Writer: Amy Guttman
John Galvin has come a long way from the small Irish beach town of Youghal, where he grew up in County Cork. The furniture designer known for crafting chairs, lamps and other pieces in a style best described as a fusion of Scandinavian and Shaker, followed his older sister to Glasgow at the age of eighteen. Three years studying at the College of Building and Printing in the city who’s most famous designer was Charles Rennie MacIntosh left an impression on Galvin, leading to arts and crafts inspired designs, all using wood as a medium.

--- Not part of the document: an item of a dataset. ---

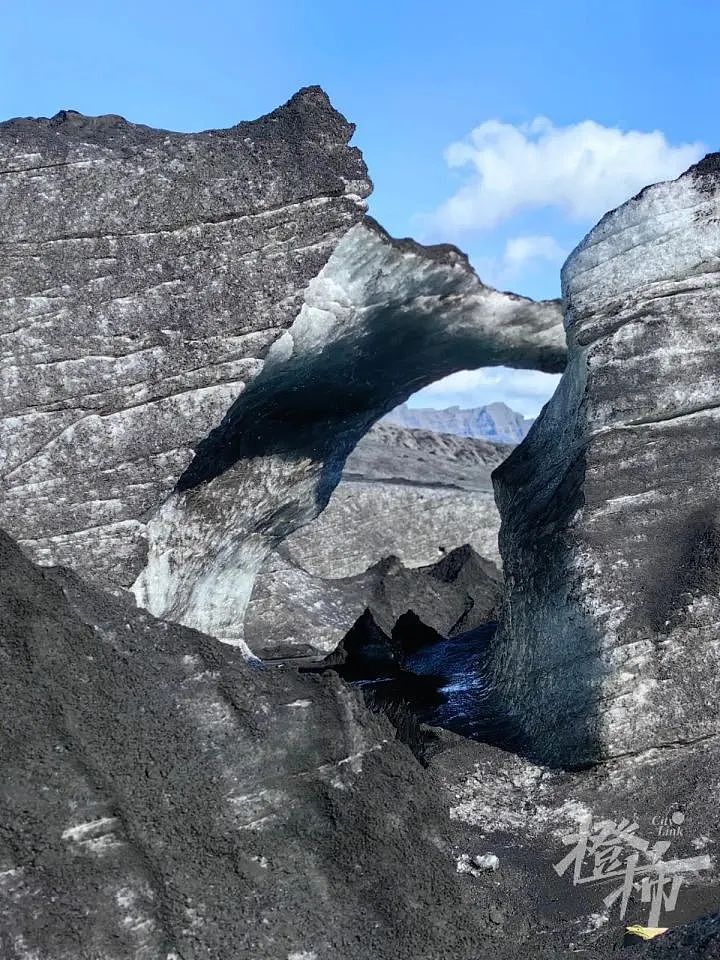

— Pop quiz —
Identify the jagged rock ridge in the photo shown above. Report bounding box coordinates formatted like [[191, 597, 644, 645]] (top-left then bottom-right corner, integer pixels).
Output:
[[0, 88, 565, 642], [245, 422, 512, 656]]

“Timber is an amazing medium to work with; no two pieces are the same. There are so many different species and the colours and textures really are endless. Unlike other materials, wood gets better with age and every piece has a story to tell.”
If Galvin can be identified with anything; it’s the award-winning Manolo Lounger. It is an aesthetic and mechanical triumph, incorporating more than five different jointing techniques, without a single 90-degree angle. Galvin’s inspiration was two-fold, first was his admiration for chair designers Hans J Wegner and Finn Juhl, the second inspiration was from a master in feminine grace and style.
“I stumbled upon a beautiful sketch of a high heel shoe designed by Manolo Blahnik. The elegance of the thin stiletto heel and feminine curve of the shoe inspired me to start sketching chair designs. The back legs of the chair are therefore loosely based on this sketch. The ‘Manolo Lounger’ is without doubt the most challenging but satisfying piece I have ever attempted to produce. “
The most challenging, but also the most high profile of Galvin’s pieces, it’s been given pride of place in the uber-trendy Saatchi Gallery and will be displayed at the Philadelphia Museum of Art in November.
Galvin spent seven years learning from various cabinetmakers, toiling away at a range of projects, fulfilling briefs and working towards other people’s goals before setting up his own shop with popular pieces which are almost works of art, like the Jacaranda Cygnet Lamp.
Launched at the Saatchi gallery in May 2011 as part of the Collect exhibition of world class craft, the lamp was also short listed for the World Architecture News lighting design of the year. Originally made from Purple Heart, but now produced in Ash, Oak and Walnut, every element of the piece is hand made from the turned shade and light pendent, down to the brass dimmer switch and lamp support. The aesthetic is of three dark wood coils spaced to let the light through. The lamp was created as a companion for the Manolo Lounger.
Galvin’s ability to tap into a sense of timeless beauty but also fantasy, could be the secret to his stand-out success.